Brazil

SOS Children’s Villages began working in Brazil in 1967 when the first Village was opened at Porto Alegre in the south of the country. Since then, fourteen more SOS Children’s Villages have been built, the latest being at Igarussu in the north-east of Brazil which opened in 2007. Altogether SOS Children in Brazil cares directly for over 1,700 children in 180 family homes … more about our charity work in Brazil

Families head home after Brazil floods, but 267,000 homeless

May 13, 2009 01:00 PM

Tens of thousands of people in north-eastern Brazil have begun returning home, after devastating floods that left 267,000 homeless.Yesterday, the floods, in north eastern Brazil were starting to ease, but water kept on rising in the Amazonas state. Army helicopters, trucks and boats were used to ferry food and drinking water to victims in communities isolated by muddy lakes. Crowds of flood victims gathered around helicopters dropping off aid in the hard-hit state of Maranhao, and Globo TV showed images of people living on the roofs of homes inundated with water because they feared looters would strike if they headed to shelters. Officials say the death toll dropped from 42 to 39, because some deaths were not flood-related. Some 274,000 people have fled their homes, according to latest figures from Associated Press news agency. The number of homeless fell from 300,000 to 267,000 as residents headed home in some of the 11 states affected by the floods — an area three times the size of Alaska. But waters were still rising in some places and authorities warned that the situation remained a threat because the weather forecast calls for more downpours.

The fear now is that diseases could start to spread. The flooding has washed bodies out of the local cemetery and many animals have been killed, the BBC reported. Despite this, some local people have been drinking the water are refusing to leave their homes, partly because of the fear of looting. Concern is also growing over the possibility that the flooding could spread further inland to cities like Manaus, as the waters of Rio Negro, which feeds the Amazon, have been rising rapidly in recent days. The unusually heavy rains have hit many regions used to downpours but also the arid north east of Brazil.
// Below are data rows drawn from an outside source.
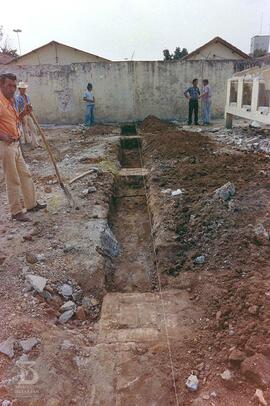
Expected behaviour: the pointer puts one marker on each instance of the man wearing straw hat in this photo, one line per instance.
(29, 130)
(17, 176)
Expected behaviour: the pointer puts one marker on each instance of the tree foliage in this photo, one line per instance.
(176, 55)
(5, 46)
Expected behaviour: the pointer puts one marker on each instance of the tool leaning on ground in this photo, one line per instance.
(43, 136)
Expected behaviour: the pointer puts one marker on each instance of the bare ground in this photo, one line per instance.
(123, 351)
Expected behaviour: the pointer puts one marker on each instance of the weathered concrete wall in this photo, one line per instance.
(58, 54)
(124, 91)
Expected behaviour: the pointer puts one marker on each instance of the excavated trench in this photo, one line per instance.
(134, 269)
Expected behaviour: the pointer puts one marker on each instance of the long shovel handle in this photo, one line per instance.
(43, 136)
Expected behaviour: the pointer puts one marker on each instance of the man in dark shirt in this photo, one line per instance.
(192, 94)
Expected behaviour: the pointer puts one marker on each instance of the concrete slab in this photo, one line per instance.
(138, 317)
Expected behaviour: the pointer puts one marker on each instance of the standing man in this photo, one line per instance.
(29, 129)
(206, 102)
(192, 94)
(90, 106)
(17, 176)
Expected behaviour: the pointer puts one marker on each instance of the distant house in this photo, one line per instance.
(216, 49)
(4, 59)
(57, 54)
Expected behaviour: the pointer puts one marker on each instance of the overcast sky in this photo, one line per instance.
(115, 29)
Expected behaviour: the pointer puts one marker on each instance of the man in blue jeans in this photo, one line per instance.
(193, 94)
(90, 106)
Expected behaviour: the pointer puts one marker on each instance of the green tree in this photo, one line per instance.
(176, 56)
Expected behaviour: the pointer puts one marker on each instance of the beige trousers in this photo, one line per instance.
(18, 178)
(29, 131)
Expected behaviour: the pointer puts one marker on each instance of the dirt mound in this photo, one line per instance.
(152, 124)
(230, 236)
(100, 129)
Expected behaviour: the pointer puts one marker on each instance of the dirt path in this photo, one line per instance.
(128, 343)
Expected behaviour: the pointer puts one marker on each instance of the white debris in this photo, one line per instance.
(38, 283)
(66, 316)
(226, 375)
(177, 192)
(68, 306)
(255, 124)
(225, 192)
(28, 344)
(7, 347)
(192, 383)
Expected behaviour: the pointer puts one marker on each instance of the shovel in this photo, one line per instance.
(60, 181)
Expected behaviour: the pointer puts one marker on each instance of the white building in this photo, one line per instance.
(248, 96)
(259, 42)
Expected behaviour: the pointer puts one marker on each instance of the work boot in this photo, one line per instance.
(37, 207)
(20, 217)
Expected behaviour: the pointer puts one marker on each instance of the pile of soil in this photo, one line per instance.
(101, 129)
(152, 124)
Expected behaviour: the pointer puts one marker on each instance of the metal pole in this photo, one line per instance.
(17, 32)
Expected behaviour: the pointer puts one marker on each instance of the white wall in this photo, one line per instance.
(124, 91)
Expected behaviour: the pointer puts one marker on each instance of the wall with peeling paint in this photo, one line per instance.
(124, 91)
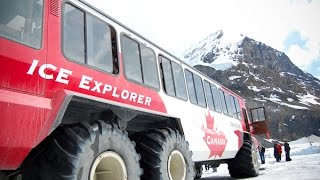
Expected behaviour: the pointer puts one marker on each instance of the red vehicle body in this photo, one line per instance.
(42, 89)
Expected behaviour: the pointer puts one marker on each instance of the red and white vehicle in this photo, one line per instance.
(84, 97)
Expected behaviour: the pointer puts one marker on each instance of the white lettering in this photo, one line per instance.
(148, 101)
(85, 80)
(42, 72)
(114, 93)
(215, 141)
(63, 76)
(33, 67)
(106, 88)
(125, 94)
(133, 97)
(140, 99)
(97, 86)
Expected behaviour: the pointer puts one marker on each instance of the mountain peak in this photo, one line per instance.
(218, 50)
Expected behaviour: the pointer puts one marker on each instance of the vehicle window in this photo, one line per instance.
(89, 40)
(223, 101)
(73, 33)
(216, 98)
(179, 81)
(99, 47)
(149, 67)
(22, 21)
(199, 90)
(237, 108)
(209, 95)
(139, 62)
(131, 59)
(190, 86)
(228, 103)
(168, 78)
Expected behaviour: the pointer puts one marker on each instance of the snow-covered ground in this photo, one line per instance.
(305, 163)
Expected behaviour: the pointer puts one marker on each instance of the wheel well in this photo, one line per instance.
(82, 109)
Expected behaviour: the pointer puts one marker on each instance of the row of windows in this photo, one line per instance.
(89, 40)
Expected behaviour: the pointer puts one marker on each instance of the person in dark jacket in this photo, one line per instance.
(279, 149)
(261, 152)
(287, 150)
(275, 151)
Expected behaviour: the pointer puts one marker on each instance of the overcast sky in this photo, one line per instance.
(290, 26)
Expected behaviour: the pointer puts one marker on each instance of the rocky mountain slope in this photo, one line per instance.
(264, 76)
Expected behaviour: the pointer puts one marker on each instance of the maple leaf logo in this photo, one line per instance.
(215, 139)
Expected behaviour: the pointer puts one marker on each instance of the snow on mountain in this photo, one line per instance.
(263, 76)
(224, 46)
(261, 68)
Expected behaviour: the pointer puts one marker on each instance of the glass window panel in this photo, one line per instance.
(190, 86)
(228, 103)
(73, 33)
(149, 67)
(179, 81)
(168, 78)
(209, 95)
(21, 21)
(131, 59)
(99, 47)
(223, 102)
(216, 98)
(199, 90)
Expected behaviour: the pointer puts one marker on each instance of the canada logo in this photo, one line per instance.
(215, 139)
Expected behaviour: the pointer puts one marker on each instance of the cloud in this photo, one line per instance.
(291, 26)
(294, 38)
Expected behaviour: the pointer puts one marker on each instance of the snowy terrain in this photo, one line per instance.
(223, 50)
(305, 164)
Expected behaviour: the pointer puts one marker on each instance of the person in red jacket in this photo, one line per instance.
(279, 150)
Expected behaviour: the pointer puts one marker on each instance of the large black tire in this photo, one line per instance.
(165, 155)
(86, 150)
(245, 164)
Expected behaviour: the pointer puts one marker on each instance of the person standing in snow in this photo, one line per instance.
(275, 151)
(261, 153)
(287, 150)
(279, 150)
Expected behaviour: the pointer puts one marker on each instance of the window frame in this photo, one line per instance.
(160, 58)
(116, 55)
(194, 87)
(124, 68)
(42, 37)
Among the worst-hit areas is Maranhao, where 65,000 people have had to leave their homes. The town of Trizidela do Vale is said to be almost completely flooded. Meteorologists have blamed the rainfall that led to the floods on an Atlantic Ocean weather system that usually moves on in March but didn't budge this year.Water was still rising yesterday in sprawling Amazonas state, and low-lying parts of the jungle city of Manaus were flooding as the mighty Rio Negro river that feeds the Amazon approached a record set in 1953, said Jose Melo, in charge of the state's flood emergency efforts. Across the north and north-east, some one million people are said to have been affected by the floods. President Luiz Inacio Lula da Silva said the floods and drought in two southern states signalled climate change. "Brazil is feeling climate changes that are happening in the world, when there is severe drought in areas that don't have drought, when it rains too much in places where it doesn't rain," President Lula said in his weekly radio address earlier this week.